Q17 Machine learning - RidgeRegression (Long/Short); there is an error in the code

EDDIEE

The loop "for asset_name in asset_name_all:" creates a model for each asset, but the individual models are never saved. At the end, the model for the last asset is returned and all the predictions are created based on this last model (asset 'XRP').

def train_model(data):
"""Create and train the models working on an asset-by-asset basis."""

asset_name_all = data.coords['asset'].values

data = data.sel(time=slice('2013-05-01',None)) # cut the noisy data head before 2013-05-01

features_all = get_features(data)
target_all = get_target_classes(data)

model = create_model()

for asset_name in asset_name_all:
    
    # drop missing values:
    target_cur = target_all.sel(asset=asset_name).dropna('time', 'any')
    features_cur = features_all.sel(asset=asset_name).dropna('time', 'any')

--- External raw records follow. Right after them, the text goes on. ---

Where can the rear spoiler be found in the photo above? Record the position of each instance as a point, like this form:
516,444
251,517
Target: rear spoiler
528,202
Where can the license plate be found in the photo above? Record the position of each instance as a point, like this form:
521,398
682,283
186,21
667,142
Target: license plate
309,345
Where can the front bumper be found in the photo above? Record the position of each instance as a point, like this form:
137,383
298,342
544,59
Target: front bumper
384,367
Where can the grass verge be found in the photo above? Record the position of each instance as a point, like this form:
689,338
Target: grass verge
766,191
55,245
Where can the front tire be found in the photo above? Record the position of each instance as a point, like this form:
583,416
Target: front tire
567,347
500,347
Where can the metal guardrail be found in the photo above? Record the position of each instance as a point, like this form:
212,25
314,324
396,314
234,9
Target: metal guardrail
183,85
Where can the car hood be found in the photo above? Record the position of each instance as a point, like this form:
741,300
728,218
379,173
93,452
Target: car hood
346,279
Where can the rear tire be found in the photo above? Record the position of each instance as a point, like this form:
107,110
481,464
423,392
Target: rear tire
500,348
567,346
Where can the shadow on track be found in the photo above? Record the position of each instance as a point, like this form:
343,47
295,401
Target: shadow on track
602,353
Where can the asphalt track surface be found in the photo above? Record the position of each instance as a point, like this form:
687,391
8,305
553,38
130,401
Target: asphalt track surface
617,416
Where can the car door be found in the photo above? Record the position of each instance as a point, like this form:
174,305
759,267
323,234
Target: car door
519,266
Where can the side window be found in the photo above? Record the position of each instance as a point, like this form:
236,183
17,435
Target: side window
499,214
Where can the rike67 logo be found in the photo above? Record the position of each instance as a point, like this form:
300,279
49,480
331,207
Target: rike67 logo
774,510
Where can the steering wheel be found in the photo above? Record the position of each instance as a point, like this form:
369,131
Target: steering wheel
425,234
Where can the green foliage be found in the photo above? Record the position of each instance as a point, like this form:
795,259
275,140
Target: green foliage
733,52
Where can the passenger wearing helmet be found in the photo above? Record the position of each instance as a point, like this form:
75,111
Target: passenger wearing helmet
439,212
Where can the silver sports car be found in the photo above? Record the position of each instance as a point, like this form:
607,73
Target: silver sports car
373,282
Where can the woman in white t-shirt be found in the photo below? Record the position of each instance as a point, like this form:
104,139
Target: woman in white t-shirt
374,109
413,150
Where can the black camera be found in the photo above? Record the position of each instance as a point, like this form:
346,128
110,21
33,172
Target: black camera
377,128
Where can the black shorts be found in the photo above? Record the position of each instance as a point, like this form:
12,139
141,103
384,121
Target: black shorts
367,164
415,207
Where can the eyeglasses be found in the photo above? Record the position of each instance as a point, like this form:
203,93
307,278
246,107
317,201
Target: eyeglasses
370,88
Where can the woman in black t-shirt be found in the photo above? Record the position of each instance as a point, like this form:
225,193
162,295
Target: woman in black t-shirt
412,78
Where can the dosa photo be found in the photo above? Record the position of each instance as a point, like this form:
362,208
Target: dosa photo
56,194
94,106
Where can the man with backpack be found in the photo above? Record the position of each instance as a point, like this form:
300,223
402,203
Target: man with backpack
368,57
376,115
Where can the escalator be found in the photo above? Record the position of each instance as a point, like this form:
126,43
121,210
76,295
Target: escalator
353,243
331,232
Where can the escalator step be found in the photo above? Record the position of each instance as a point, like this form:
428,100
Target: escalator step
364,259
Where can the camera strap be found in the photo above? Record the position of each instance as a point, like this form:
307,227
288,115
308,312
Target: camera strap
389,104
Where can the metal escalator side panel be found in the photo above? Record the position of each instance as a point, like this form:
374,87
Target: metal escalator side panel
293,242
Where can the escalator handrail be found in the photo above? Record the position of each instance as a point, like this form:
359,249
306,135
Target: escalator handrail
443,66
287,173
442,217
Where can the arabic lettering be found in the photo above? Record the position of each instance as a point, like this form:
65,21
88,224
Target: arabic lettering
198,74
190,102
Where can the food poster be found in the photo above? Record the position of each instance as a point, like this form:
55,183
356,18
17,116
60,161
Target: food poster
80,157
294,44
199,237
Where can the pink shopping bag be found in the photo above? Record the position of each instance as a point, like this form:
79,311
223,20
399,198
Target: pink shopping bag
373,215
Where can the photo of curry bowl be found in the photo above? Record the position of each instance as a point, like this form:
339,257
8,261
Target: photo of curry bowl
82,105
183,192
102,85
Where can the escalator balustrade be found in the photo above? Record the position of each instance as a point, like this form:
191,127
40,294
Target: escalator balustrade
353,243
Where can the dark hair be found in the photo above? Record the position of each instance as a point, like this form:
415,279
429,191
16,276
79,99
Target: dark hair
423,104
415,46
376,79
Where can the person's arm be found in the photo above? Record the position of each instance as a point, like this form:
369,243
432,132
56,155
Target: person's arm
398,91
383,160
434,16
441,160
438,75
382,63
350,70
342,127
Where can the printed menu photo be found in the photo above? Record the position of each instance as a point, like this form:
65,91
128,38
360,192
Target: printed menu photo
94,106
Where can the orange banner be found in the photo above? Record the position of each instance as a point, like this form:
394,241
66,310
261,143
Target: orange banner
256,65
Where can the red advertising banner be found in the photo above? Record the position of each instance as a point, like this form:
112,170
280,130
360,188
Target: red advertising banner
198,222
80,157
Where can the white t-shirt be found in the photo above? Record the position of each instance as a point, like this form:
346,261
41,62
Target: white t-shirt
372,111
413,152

    # align features and targets:
    target_for_learn_df, feature_for_learn_df = xr.align(target_cur, features_cur, join='inner')

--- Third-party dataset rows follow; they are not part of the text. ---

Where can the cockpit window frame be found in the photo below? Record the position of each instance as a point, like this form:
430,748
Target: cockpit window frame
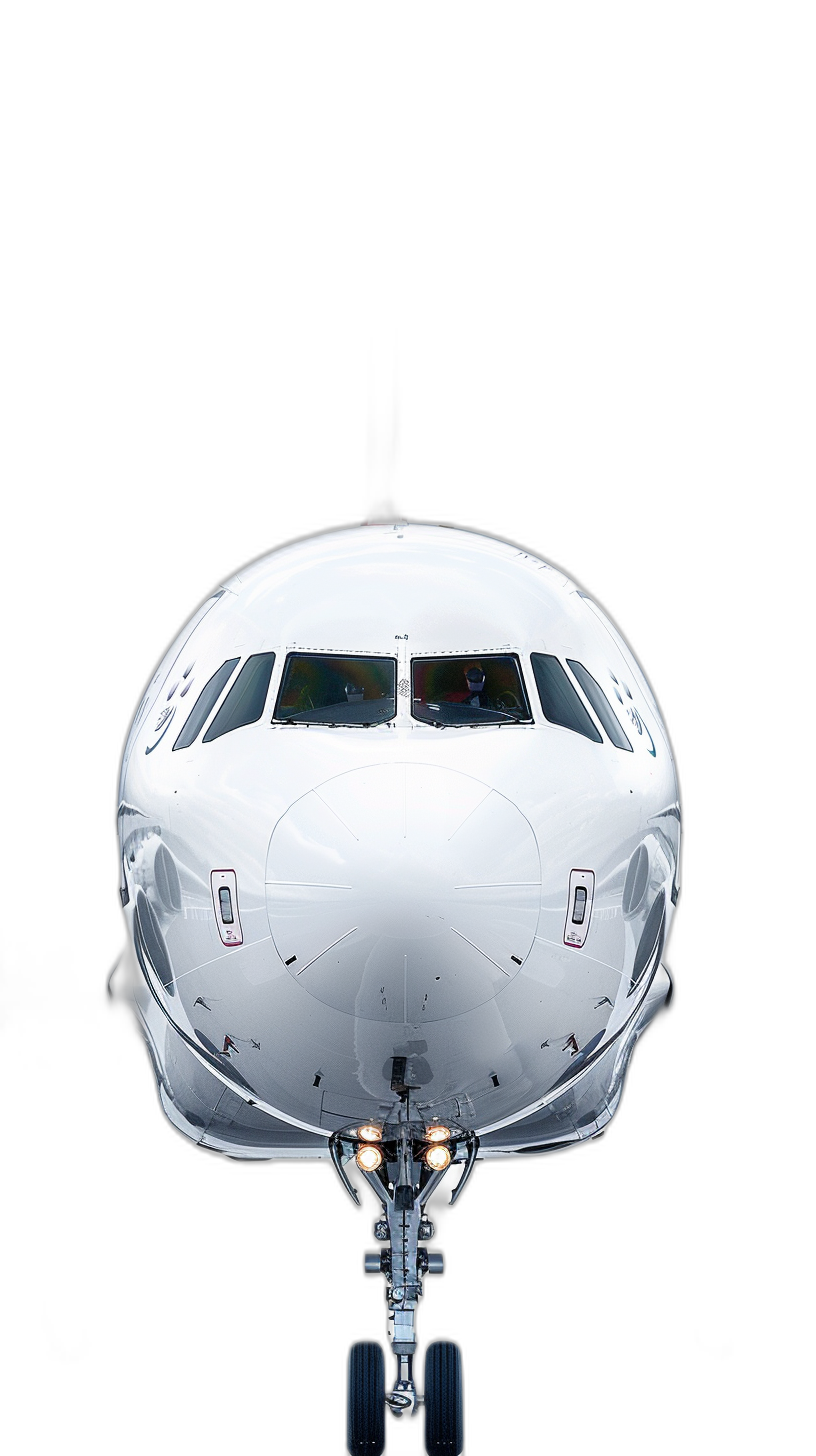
299,654
558,693
499,717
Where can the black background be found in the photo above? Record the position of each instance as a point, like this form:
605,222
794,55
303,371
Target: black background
194,449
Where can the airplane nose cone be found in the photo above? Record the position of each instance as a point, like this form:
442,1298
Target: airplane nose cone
402,891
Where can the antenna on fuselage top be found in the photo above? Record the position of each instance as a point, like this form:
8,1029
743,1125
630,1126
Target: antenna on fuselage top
382,433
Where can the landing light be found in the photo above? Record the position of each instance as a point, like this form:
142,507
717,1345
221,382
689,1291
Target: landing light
437,1158
369,1158
437,1133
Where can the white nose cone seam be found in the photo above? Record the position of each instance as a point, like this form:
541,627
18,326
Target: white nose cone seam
402,891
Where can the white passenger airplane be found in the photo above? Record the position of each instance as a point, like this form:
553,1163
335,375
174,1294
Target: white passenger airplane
399,840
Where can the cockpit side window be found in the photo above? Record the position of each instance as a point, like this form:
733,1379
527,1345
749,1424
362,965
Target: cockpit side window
558,699
246,696
334,689
601,705
204,703
468,690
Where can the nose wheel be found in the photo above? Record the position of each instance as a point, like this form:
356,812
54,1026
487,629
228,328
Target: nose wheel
445,1399
365,1399
402,1164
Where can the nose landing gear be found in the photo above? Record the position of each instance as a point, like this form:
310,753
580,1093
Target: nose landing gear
402,1162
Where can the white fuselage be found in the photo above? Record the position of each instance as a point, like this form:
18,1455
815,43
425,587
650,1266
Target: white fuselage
401,890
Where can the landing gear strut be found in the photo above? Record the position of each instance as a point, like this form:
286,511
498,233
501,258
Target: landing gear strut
402,1162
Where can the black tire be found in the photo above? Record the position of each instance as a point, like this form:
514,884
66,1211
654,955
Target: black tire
445,1399
365,1399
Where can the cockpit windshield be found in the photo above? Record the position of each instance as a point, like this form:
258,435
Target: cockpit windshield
332,689
468,690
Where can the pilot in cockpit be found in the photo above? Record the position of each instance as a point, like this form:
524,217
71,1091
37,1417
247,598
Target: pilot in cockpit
477,693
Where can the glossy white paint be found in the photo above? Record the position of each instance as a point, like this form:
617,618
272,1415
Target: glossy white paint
402,890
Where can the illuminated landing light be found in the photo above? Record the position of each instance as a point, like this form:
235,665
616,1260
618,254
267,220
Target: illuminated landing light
369,1158
437,1133
437,1158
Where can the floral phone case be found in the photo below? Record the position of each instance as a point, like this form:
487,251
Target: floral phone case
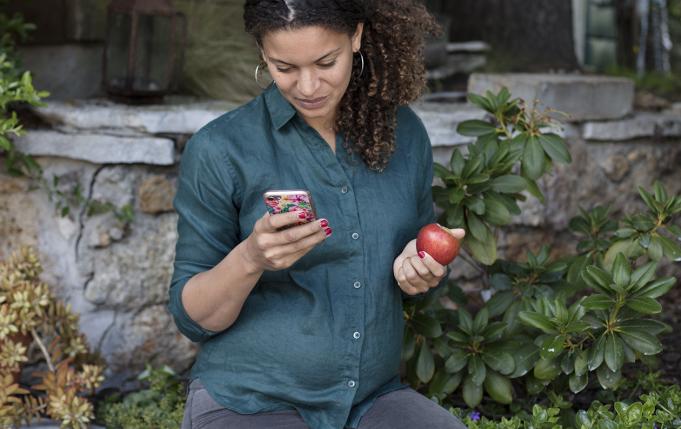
283,201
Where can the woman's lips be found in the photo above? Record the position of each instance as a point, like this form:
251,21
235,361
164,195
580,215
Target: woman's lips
314,103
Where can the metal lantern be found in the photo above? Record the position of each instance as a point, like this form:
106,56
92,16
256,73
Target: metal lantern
143,49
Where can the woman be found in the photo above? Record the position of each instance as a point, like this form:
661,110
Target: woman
302,327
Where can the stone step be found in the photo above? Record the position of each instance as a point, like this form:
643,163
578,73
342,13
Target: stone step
642,125
178,116
583,97
98,148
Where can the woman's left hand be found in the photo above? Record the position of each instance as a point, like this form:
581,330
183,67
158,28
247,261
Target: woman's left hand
417,273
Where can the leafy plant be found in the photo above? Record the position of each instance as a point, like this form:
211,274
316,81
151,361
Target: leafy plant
550,325
34,322
161,405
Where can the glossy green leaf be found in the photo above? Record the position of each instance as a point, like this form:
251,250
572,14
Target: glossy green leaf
485,251
500,302
643,274
657,288
546,369
621,272
537,320
598,302
472,392
475,128
443,383
496,212
426,325
456,361
581,363
425,364
494,331
596,353
555,148
499,387
501,362
481,320
457,162
508,184
608,379
597,278
477,369
644,304
525,356
578,382
552,347
614,352
650,326
465,321
642,342
533,159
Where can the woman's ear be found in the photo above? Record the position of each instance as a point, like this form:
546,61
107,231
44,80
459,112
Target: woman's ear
357,37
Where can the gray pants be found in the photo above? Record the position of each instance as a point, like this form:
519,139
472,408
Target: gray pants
401,409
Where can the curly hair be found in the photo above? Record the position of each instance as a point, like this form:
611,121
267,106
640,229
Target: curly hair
392,46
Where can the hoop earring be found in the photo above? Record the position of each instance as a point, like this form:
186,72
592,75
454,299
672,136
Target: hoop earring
361,58
258,73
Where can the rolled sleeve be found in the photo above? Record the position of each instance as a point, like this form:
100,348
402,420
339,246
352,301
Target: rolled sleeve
426,212
207,225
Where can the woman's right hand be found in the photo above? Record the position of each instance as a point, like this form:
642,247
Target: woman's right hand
269,249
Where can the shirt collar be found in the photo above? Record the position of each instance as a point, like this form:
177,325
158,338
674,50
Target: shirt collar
280,109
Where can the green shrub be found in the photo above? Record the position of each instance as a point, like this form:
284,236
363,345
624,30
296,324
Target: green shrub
160,406
550,325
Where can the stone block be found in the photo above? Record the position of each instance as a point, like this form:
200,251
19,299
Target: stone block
441,120
582,97
642,125
98,148
178,116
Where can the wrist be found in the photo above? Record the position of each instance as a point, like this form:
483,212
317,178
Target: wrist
250,266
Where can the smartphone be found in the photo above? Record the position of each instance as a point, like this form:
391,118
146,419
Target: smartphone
283,201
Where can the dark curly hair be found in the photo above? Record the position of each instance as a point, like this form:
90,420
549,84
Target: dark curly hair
392,46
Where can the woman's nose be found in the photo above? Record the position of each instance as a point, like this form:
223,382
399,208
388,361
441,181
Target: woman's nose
308,83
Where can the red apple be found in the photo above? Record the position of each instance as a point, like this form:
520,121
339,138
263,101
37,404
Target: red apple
439,242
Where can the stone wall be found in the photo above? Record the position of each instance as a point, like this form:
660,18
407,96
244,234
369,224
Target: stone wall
114,269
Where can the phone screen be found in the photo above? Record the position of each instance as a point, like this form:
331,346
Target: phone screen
283,201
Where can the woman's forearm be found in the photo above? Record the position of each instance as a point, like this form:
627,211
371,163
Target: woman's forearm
214,298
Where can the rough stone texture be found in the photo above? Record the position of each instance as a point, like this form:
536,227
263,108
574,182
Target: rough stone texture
98,148
441,121
115,271
155,195
177,116
641,125
582,97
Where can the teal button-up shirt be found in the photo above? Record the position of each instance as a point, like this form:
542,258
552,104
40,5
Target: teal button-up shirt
323,336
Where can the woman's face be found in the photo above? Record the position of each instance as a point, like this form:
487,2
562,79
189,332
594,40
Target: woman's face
312,67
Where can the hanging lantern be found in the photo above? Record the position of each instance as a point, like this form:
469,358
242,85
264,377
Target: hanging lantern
143,49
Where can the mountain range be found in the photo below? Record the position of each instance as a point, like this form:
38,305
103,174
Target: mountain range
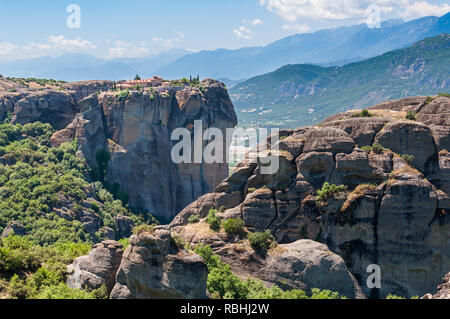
329,47
336,46
304,94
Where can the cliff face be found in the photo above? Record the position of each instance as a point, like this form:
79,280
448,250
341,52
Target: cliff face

    if len(features_cur.time) < 10:
        # not enough points for training
        continue

    
    
    try:
        model.fit(feature_for_learn_df.values, target_for_learn_df)
    except KeyboardInterrupt as e:
        raise e
    except:
        logging.exception('model training failed')

return model

support

@eddiee Thanks a lot. If you have some good fix, could you upload it to our repo in github? Or send a snippet here, we will happily update it. Sorry for the issue.

EDDIEE

@support

This is a possible fix, but no gurantee. You have to adjust also the prediction function.

def train_model(data):
"""Create and train the models working on an asset-by-asset basis."""

models = dict()

asset_name_all = data.coords['asset'].values

data = data.sel(time=slice('2013-05-01',None)) # cut the noisy data head before 2013-05-01

features_all = get_features(data)
target_all = get_target_classes(data)

model = create_model()

for asset_name in asset_name_all:

# drop missing values:
target_cur = target_all.sel(asset=asset_name).dropna('time', 'any')
features_cur = features_all.sel(asset=asset_name).dropna('time', 'any')

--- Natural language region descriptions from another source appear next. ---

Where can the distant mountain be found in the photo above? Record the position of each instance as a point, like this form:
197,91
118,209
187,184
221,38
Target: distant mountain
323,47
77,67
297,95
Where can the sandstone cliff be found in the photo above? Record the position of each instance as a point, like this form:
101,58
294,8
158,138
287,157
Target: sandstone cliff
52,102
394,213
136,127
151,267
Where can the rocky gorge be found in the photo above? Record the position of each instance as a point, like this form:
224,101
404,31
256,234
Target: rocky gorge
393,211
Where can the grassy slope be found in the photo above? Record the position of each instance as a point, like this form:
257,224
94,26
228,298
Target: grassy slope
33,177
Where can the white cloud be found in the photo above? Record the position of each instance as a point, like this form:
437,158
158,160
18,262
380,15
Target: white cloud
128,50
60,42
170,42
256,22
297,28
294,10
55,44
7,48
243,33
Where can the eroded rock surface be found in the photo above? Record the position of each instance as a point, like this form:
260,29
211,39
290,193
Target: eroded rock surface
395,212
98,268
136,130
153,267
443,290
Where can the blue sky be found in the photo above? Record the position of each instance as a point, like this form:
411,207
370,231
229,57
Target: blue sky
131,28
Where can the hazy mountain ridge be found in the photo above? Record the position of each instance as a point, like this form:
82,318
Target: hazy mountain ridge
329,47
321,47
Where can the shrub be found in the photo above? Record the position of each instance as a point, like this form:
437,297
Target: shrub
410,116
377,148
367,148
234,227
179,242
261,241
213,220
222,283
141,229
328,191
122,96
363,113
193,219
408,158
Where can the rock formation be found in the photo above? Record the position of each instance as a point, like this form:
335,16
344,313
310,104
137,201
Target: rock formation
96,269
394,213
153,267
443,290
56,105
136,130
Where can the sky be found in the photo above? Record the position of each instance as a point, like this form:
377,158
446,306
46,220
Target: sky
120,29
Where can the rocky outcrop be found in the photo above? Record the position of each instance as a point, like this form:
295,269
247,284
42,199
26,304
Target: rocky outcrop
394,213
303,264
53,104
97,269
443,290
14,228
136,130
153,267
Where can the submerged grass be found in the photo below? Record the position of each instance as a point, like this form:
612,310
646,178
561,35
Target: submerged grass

# align features and targets:
target_for_learn_df, feature_for_learn_df = xr.align(target_cur, features_cur, join='inner')

if len(features_cur.time) < 10:
    # not enough points for training
    continue



try:
    model.fit(feature_for_learn_df.values, target_for_learn_df)
    models[asset_name] = model
except KeyboardInterrupt as e:
    raise e
except:
    logging.exception('model training failed')

return models

aluminum.pig

This post is deleted!